A fraction of those contained known oncogenes or tumor suppressor genes, though the majority did not, suggesting further scrutiny of these loci could lead to new cancer contributors — a possibility that needs to be explored through future studies in the lab and perhaps in the clinic as well.
"Our hope is that the 140 regions we determined include many of the important copy number changes in cancer — and that sequencing-based tests assessing the genetics of any particular tumor would want to pay special attention to those 140 regions," Beroukhim said.
In addition to the recurrent SCNAs, the researchers were able to use information on the size of copy number changes to gain clues about the events that produced them. They were also able to use copy number data to look at the rates of whole-genome duplication events across cancer types.
For instance, glioblastoma multiforme had low rates of whole-genome doubling, despite showing high rates of amplification and deletion driver events. On the other hand, breast cancer had high rates of whole-genome duplication, despite being classified as a mutation-heavy tumor type.
Along with future studies to validate and delve into the functional roles of loci affected by those recurrent changes, the team plans to continue performing its SCNA analysis and profiling using data from larger sets of TCGA tumors as they become available.
The copy number study, like others performed by teams working under the Pan-Cancer umbrella, was based on an agreed upon set of TCGA tumors. Going into the December 2012 data freeze used for the current round of Pan-Cancer Initiative papers, members of the team defined a set of first-line analyses for the project, which Stuart called "a set of things that everybody kind of needed — or a lot of people needed."
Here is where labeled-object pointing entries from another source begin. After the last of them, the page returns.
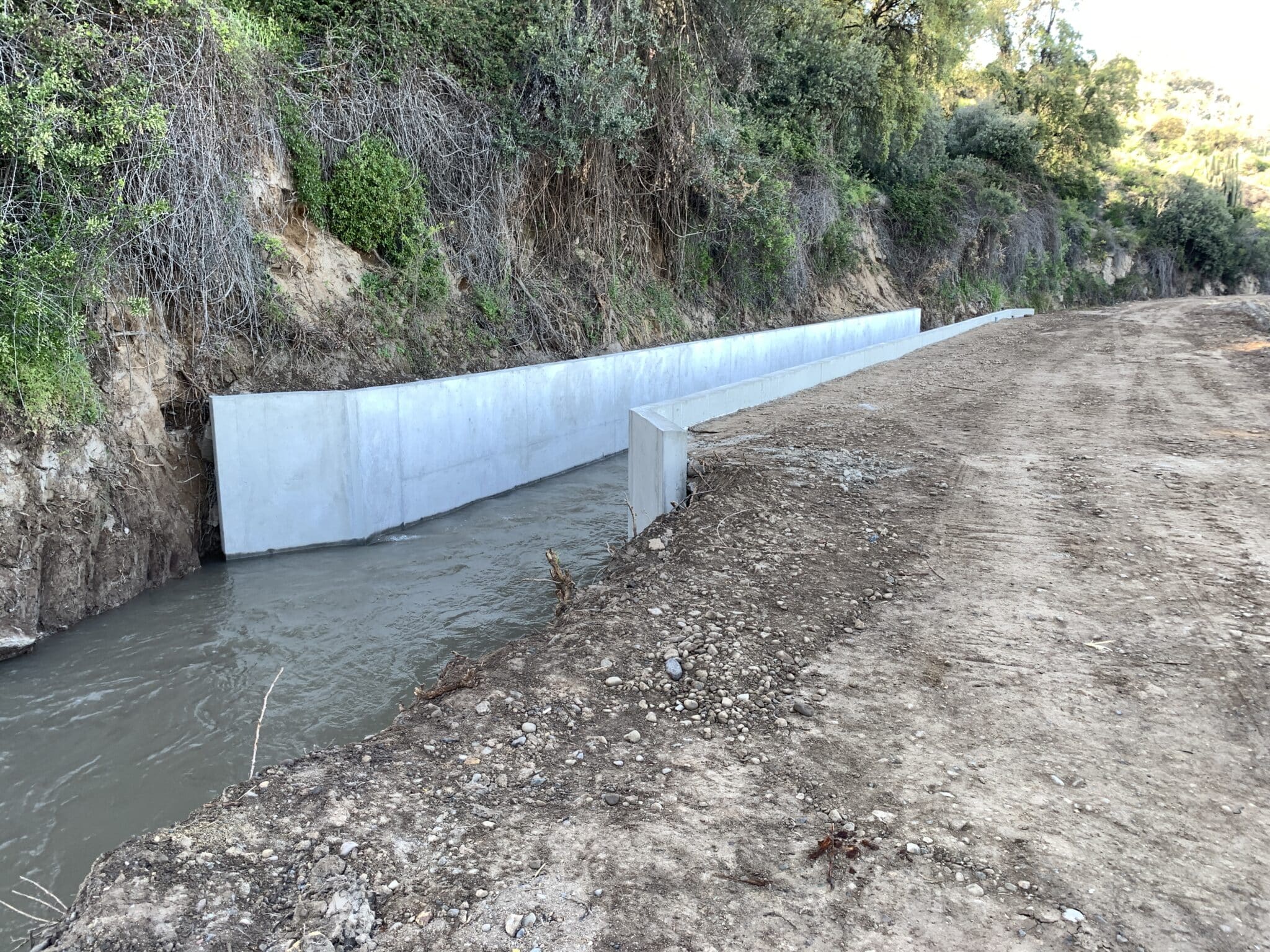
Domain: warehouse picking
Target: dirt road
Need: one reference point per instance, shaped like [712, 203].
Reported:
[988, 625]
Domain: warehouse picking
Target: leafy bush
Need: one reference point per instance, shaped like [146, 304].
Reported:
[378, 203]
[761, 239]
[481, 40]
[1197, 223]
[988, 133]
[68, 115]
[587, 77]
[923, 214]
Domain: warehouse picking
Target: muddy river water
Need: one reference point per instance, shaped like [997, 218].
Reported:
[135, 718]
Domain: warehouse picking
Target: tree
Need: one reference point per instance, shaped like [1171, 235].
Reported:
[1042, 70]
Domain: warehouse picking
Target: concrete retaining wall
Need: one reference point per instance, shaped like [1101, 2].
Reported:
[310, 469]
[658, 459]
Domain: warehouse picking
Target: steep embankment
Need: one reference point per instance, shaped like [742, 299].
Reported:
[211, 196]
[91, 518]
[898, 681]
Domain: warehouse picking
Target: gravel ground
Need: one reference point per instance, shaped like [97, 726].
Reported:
[985, 628]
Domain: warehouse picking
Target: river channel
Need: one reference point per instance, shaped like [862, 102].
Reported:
[133, 719]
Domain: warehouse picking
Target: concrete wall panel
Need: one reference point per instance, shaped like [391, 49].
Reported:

These included accurate mutation calls on the whole-exome sequence data, for instance, which turned out to be somewhat complicated to get.
Indeed, detecting the range of genetic differences between tumor and normal samples from each individual "is one of the hardest things in cancer genomics right now," according to Stuart, who said he did not originally appreciate how tricky that task can be.
In the hopes of simplifying that aspect of future analyses, Stuart and his colleagues plan to launch a DREAM challenge project next month that is focused on bioinformatics solutions for mutation calling. Challengers will be tasked with finding ways to reliably call mutations in five cell lines with specific alterations that have been introduced into the mutations as well as 10 real tumor samples.
"We will follow up in the lab and validate tens of thousands of calls from algorithms," Stuart said. "Hopefully by this time next year we'll know the best algorithms: they'll be the ones at the top of the leader board."
Stuart noted that there are computational challenges to deal with when considering future iterations of pan-cancer studies that deal with whole-genome sequence data, particularly with respect to storage, privacy, and researcher access to the data.
For the Pan-Cancer studies performed so far, Seattle-based Sage Bionetworks designed software called Synapse for sharing data between the study's collaborators and incorporating results from their analyses, including an agreed upon mutation call set. A beta release version of the tool was used for pan-cancer efforts so far and is described in a Nature Genetics commentary article.
"Our work represents a pilot project designed to demonstrate the ability to facilitate a large-scale, distributed collaboration, including design choices intended to minimize barriers to adoption and achieve engagement from all collaborators," authors of that paper noted.
"As we improve and expand the capabilities of Synapse in the context of future phases of the Pan-Cancer project and related collaborative projects," they continued, "it will be interesting to explore the tradeoffs between enforcing constraints on how many users may perform analyses and represent results versus providing a flexible set of tools and allowing standards and protocols to emerge organically from users."